For those invested in the future of crypto in Chile, Di Bartolomeo’s advice is refreshingly testable. The first hints will likely be signups for local Bitcoin ETFs or ETNs and, in quick succession, banks signaling their intent with custody and basic buying and selling capabilities.
He states that this is not about theater, but about making normal driveways possible:
“A strong signal for wider adoption would be banks offering Bitcoin-related services or products, or policy discussions about updating bank policies to enable this.”
He believes this shift could normalize ownership and transactions on the ground without ambiguity. From there, the attention shifts to pensions.
Any circular that broadens the menu of eligible assets, or even clarifies valuation and custody standards for digital assets, would open the door to small, testable areas of exposure within Chile’s largest capital pools, especially if domestic packaging makes access operationally simple.
In retail and commerce, a narrowly defined tax credit would encourage experimentation without forcing it. Di Bartolomeo points to de minimis-style exemptions for small payments already discussed in the US as a model Chile could adopt to let people use and receive bitcoin for payments.
He also marks stablecoins as a live policy tool:
“I would also look at policies around the use of USD-pegged stablecoins such as Tether, as these are increasingly used as money in the region,” he says. A path that he believes could still lead users to Bitcoin over time.

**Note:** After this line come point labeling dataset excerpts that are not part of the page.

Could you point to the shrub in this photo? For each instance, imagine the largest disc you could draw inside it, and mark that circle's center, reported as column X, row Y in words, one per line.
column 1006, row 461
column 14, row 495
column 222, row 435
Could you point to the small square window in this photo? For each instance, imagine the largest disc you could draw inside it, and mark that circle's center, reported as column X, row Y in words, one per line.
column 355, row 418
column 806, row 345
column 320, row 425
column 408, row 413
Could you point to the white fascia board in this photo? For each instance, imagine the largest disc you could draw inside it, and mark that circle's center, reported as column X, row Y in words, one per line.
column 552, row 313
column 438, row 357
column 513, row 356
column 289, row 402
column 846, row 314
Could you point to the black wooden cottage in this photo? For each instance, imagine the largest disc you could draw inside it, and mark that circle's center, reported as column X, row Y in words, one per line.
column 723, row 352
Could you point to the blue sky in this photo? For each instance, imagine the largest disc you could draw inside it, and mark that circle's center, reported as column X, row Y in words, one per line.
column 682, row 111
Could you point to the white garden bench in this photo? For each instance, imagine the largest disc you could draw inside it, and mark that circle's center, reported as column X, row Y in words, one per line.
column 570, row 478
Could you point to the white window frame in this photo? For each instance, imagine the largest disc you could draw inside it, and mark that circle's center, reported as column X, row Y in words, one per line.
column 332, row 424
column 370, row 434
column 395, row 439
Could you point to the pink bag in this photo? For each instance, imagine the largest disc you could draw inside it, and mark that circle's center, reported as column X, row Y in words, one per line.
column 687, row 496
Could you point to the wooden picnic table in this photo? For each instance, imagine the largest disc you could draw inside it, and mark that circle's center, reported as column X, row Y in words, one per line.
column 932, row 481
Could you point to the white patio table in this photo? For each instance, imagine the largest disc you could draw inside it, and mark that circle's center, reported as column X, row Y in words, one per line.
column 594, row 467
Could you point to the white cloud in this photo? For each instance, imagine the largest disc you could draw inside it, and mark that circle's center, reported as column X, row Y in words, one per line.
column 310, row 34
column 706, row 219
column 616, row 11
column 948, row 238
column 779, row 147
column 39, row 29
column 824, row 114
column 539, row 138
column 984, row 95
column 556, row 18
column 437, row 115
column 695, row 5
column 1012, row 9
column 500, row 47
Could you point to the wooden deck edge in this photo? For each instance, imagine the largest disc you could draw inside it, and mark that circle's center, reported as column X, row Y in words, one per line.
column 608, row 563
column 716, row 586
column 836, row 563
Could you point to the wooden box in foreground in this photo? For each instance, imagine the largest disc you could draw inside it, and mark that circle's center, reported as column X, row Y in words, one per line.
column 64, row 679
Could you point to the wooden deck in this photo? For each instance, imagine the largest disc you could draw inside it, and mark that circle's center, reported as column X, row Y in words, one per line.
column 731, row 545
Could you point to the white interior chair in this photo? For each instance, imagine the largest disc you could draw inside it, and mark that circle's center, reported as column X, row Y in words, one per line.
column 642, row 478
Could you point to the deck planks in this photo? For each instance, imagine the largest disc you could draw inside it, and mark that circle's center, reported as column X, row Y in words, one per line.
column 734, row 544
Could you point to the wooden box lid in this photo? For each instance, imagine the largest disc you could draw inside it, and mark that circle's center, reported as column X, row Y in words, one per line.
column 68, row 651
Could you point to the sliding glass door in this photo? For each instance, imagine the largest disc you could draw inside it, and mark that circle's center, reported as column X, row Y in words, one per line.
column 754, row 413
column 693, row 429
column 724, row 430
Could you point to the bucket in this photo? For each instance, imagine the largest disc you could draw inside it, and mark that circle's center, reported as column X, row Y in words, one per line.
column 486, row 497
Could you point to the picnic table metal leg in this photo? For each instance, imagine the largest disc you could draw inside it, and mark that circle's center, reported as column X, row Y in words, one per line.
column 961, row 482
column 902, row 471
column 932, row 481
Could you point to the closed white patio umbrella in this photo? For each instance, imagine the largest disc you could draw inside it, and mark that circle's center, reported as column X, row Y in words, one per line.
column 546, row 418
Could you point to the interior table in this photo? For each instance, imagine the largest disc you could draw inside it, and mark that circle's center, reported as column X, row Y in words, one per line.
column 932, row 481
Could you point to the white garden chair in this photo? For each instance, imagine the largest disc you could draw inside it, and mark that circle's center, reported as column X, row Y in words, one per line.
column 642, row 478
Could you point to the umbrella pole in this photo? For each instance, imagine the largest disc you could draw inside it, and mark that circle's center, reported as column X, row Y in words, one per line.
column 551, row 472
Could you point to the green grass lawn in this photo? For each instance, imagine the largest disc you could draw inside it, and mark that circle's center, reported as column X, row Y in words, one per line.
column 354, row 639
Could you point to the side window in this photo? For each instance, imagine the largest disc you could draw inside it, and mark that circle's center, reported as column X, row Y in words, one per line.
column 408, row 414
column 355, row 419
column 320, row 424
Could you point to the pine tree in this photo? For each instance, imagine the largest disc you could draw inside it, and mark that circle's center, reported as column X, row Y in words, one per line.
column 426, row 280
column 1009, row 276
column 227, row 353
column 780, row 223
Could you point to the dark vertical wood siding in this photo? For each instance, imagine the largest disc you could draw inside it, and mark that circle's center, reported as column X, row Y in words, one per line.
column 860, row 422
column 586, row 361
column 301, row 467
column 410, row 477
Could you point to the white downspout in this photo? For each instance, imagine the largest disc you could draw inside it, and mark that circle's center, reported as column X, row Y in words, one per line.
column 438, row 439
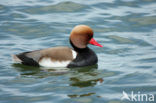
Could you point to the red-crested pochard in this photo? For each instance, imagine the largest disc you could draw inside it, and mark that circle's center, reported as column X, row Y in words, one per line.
column 79, row 56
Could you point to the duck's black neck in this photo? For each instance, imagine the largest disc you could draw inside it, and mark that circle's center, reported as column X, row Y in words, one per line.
column 85, row 57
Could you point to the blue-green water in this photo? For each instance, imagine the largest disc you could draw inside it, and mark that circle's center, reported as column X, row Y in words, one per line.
column 127, row 62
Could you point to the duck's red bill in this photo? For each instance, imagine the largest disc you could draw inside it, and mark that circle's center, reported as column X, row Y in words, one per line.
column 93, row 42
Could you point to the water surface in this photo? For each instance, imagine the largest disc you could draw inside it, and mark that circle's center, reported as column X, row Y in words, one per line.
column 127, row 62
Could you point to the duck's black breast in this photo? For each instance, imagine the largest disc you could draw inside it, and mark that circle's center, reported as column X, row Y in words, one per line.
column 85, row 57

Chile’s crypto future will likely not be decided on a stage, but in term sheets, rulebooks and surveillance audits. That’s not as viral as El Salvador’s legal tender rollout, but it’s a path that could scale.
As Di Bartolomeo puts it:
“I see no immediate reason to use Bitcoin as money in Chile.”
It will be the banks. If that happens, pensions could come later – and it wouldn’t take many basis points to move the needle.